Smoke Free Ontario logo


Overview of Smoke-free Legislation in Ontario

Smoke-free public places and workplaces are an important part of making Peel region a healthier place to live and work.


On February 14, 2013 Regional Council unanimously supported and passed a by-law which, as of September 2, 2013, makes it against the law to smoke within nine metres (30 feet) of playground areas, outdoor recreational facilities, as well as entrances and exits to municipal buildings.

As of January 21, 2009, smoking inside a vehicle with a child under the age of 16 is against the law. This applies to both drivers and passengers.

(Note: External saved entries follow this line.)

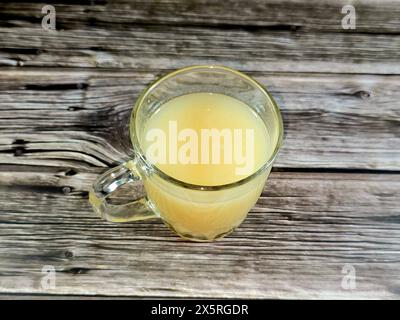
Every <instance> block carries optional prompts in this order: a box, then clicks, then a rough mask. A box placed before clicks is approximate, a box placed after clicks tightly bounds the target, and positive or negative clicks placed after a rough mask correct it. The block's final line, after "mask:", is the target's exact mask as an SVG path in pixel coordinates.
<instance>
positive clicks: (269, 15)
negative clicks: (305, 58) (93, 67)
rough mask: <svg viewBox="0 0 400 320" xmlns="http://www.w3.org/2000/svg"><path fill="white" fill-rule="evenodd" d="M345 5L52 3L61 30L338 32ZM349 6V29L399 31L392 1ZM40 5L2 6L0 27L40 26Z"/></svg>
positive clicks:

On May 31, 2006 the Smoke-Free Ontario Act came into effect. It amended the Tobacco Control Act (1994). This new provincial legislation supersedes the Region of Peel’s Smoke-free By-law. It requires all enclosed public places and workplaces to be 100 per cent smoke-free (i.e., no designated smoking rooms DSRs), and prohibits smoking on an outdoor patio of a restaurant or bar if any portion of a patio is covered or partially covered by a roof.

June 1, 2004, represented the final phase of the implementation of the Region of Peel’s Smoke-free By-law, which required billiard halls, bingo halls, casinos, bars, nightclubs and taverns to become 100 per cent smoke-free or provide an enclosed, separately ventilated smoking room.

In 2003, Regional Council passed the Region of Peel’s Smoke-free By-law. This by-law stipulated that all enclosed public places had to phase out their designated smoking rooms (DSRs) by June 1, 2010.

On June 1, 2001, restaurants, banquet halls, food courts and the food areas of recreational facilities in Peel were required to become 100 per cent smoke-free or provide an enclosed, separately ventilated smoking room.

In 1999, the three municipalities in the Region of Peel passed by-laws requiring workplaces and public places to become smoke-free.

In 1997, the Ontario Ministry of Health issued its Mandatory Health Programs and Services Guidelines, which directed public health departments to "increase the proportion of smoke-free public places and workplaces to 100 per cent by the year 2005."

The Tobacco Control Act was passed by the Ontario provincial government in 1994. This legislation prohibited smoking in various public settings. This legislation also gave local municipalities the power to further restrict smoking in other public places.